Cleanroom design for blood plasma fractionation

(Copyright: Jens Distelberg)

Fig. 1: Fully welded maintenance-free cleanroom wash station made of stainless steel, completely without silicone joints, seamlessly connectable to all common cleanroom wall and ceiling systems. (Copyright: Jens Distelberg)

Fig. 2: Filter press in the cleanroom of a plasma fractionation: cleanroom-compatible mounting and wall-integrated installation of all control elements into the wall system. (Copyright: Jens Distelberg)

Fig. 3: Cleanroom-compatible roller shutters offer a very good alternative to other door systems for frequent opening and closing. (Copyright: Jens Distelberg)

Fig. 4: Buffer approach area: Integration of a control station into the cleanroom, all installations in the technical area behind, only necessary equipment integrated into the cleanroom (e.g., hand holes for larger process containers). (Copyright: Jens Distelberg)

Fig. 5: Cleanroom staircase with ceiling details such as air outlets, sprinkler heads, and sensors. (Copyright: Jens Distelberg)

Blood plasma products are the foundation of life-saving therapies.
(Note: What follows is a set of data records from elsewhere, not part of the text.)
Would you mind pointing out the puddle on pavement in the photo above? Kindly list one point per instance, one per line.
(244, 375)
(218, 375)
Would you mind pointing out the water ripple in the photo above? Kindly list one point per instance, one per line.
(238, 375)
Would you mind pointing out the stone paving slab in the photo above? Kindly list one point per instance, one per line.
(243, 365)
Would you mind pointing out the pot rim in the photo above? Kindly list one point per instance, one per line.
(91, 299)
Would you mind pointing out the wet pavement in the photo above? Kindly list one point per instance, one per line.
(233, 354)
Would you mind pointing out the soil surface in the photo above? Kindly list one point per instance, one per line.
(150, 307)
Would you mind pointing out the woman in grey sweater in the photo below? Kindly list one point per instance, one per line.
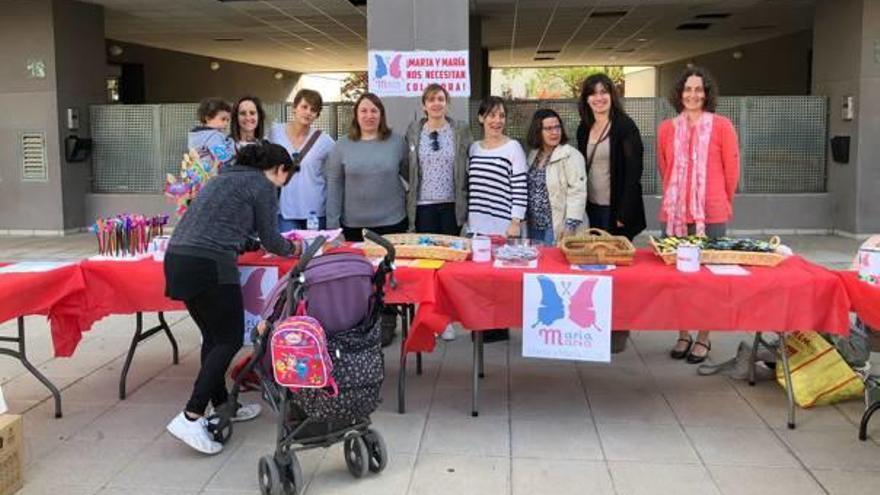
(366, 175)
(201, 270)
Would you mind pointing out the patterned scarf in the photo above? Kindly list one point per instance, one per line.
(676, 202)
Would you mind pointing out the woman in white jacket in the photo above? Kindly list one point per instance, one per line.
(556, 179)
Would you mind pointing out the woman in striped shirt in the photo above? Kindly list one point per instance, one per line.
(497, 190)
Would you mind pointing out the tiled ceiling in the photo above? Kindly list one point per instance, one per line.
(331, 35)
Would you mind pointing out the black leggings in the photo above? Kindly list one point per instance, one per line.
(219, 314)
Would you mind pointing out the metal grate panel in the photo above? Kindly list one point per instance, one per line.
(125, 148)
The fractionation and processing of blood plasma into albumin, IgG immunoglobulin, factor VIII, factor IX, and other products are carried out using highly specialized processes and production techniques in cleanrooms. Only in a controlled environment can the requirements for contamination-free production be met. Pharmaceutical companies should therefore rely on specialists with relevant experience for cleanroom planning. Some important aspects of cleanroom construction are outlined below.

Glatt has already planned and implemented various projects in Germany and internationally for the construction of production facilities for blood plasma fractionation. These included the planning of cleanrooms in higher cleanliness classes over several 1000 m² across multiple floors and the creation of layouts with well-thought-out material and personnel flow, including sophisticated lock solutions. Cleanroom-compatible integration also included new optimized washing stations and additional equipment such as filter presses or separators (Fig. 1+2). Throughout, the interface management with all trades—from construction to process to EMSR/automation—was a key consideration. These projects led to some fundamental considerations.

When planning a cleanroom, cleanroom planners should work as closely as possible with all trades, as there are numerous factors influencing the selection of suitable systems for cleanroom walls, ceilings, and floors, as well as lock equipment and cleanroom furniture. There is a high need for coordination and consultation here. Equally important is good contact with suppliers of all equipment and systems to be installed or associated with the cleanroom, which will later be closely integrated with the cleanroom elements. It is best if the cleanroom planner is familiar with or even designs the process equipment, technologies, and systems used.

Proper cleanroom assembly: as clean as possible

Before starting any cleanroom assembly, i.e., pharmaceutical interior construction, all structural measures must be completed as completely as possible. This means that the shell construction should not only be finished and broom-clean but also as particle-free as possible, for example through suction and, if necessary, sealing of the shell surfaces. This minimizes particle entry from the building fabric into the cleanroom to be constructed from the outset. The actual cleanroom must meet the following surface requirements:

• smooth and pore-free,
  
• easy to clean,
  
• impermeable and crack-free,
  
• effectively and repeatedly cleanable and disinfectable,
  
• light-resistant,
  
• low joint content,
  
• no horizontal or vertical deposition surfaces,
  
• cleanroom elements must be resistant to all cleaning and disinfecting agents used.

To meet these criteria for the walls, either double-shell wall systems for interior walls and single-shell for exterior walls, or monoblock elements with a sandwich construction can be selected. Common wall systems consist of metal elements with two construction principles: stud constructions with attached wall elements (single-sided or double-sided) and monoblock systems. The desired installation level within the enclosed cleanroom determines the preferred choice. Depending on the supplier, wall elements can be manufactured up to six meters high without horizontal joints. A double-shell wall system offers flexible assembly with optimal installation options. Desired modifications to wall installations can be made easily within the grid elements. An additional advantage is that pipes with small nominal diameters and cables can be installed effortlessly in the intermediate space.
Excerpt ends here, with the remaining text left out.